Five items for minimum security standards of gadgets
The products listed above went through a test routine. Test results were checked against five security standards that Mozilla, Consumers International and the Internet Society have proposed.
In European Union countries, the privacy laws of 2018 known as the GDPR restrict considerably what corporations can do with data generated by users without customers’ consent (if a product or service is made available to people in EU countries). Yet, a gadget that leaks data without any sign of doing so is practically impossible to spot at home. So, the effort of these three organizations to raise the level of security is warmly welcomed.
1) Encrypted communications
The product must use encryption for all of its network traffic to ensure that communications are not eavesdropped or modified in transit.
2) Security updates
The product must automatically update discovered security risks for a reasonable period after sale.
3) Strong passwords
For remote authentication, strong passwords must be required by default. This helps protect the device from guessable password attacks.
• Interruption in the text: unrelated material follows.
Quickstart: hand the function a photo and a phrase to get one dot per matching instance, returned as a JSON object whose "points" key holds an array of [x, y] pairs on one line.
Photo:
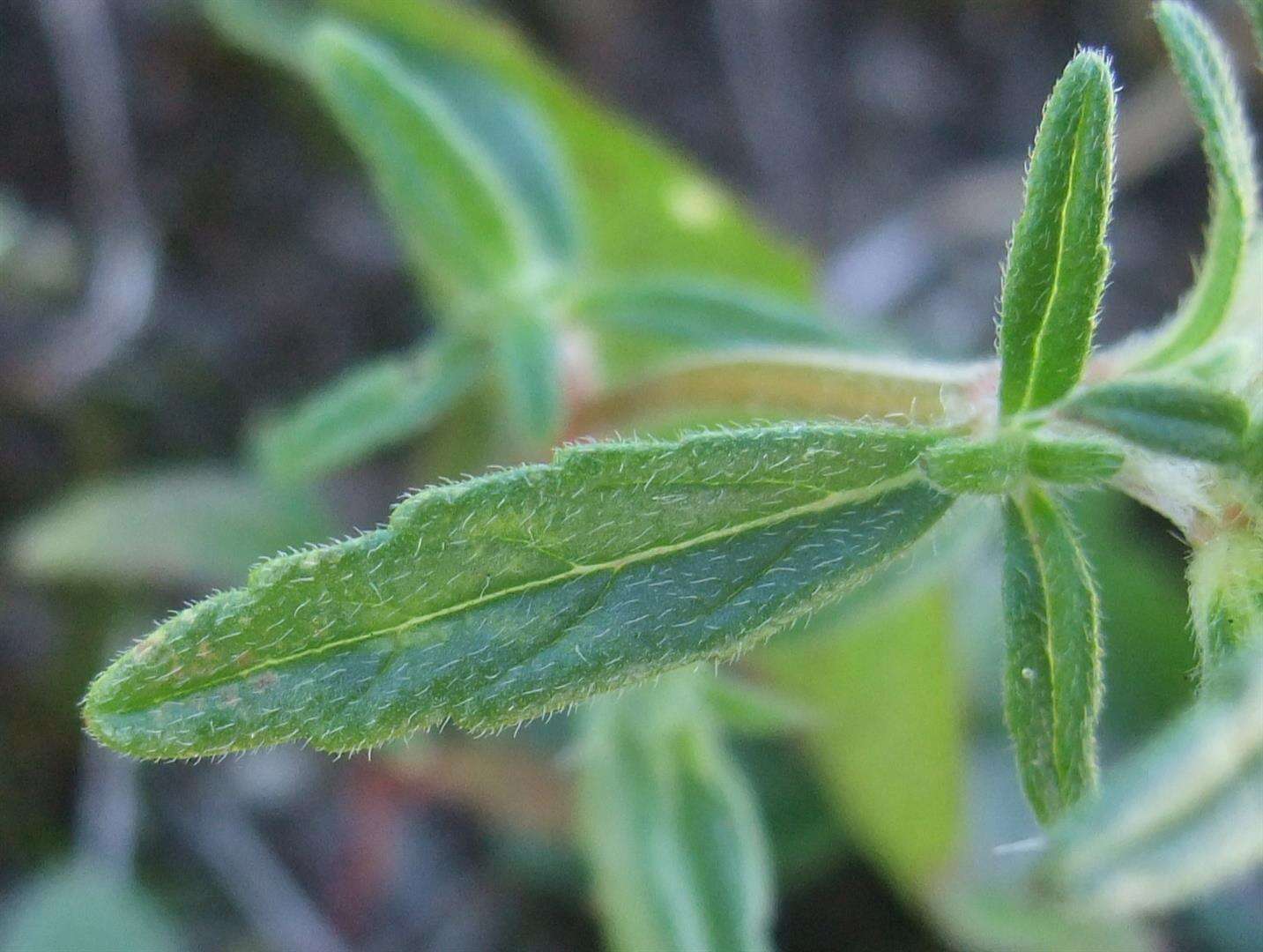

4) Vulnerability management
The vendor must have a working system to manage vulnerabilities in the product throughout its lifecycle. This must include a point of contact for reporting vulnerabilities.
5) Privacy Practices
The product must have a privacy policy that is easily accessible, and written in language that is easily understood. If data is being collected, transmitted or shared for marketing purposes, that should be clear to users and, as in line with GDPR, there should be a way to opt-out of such practices. Users should also have a way to delete their data and account. Also in line with the EU’s General Data Protection Regulation (GDPR), this should include a policy setting standard retention periods wherever possible.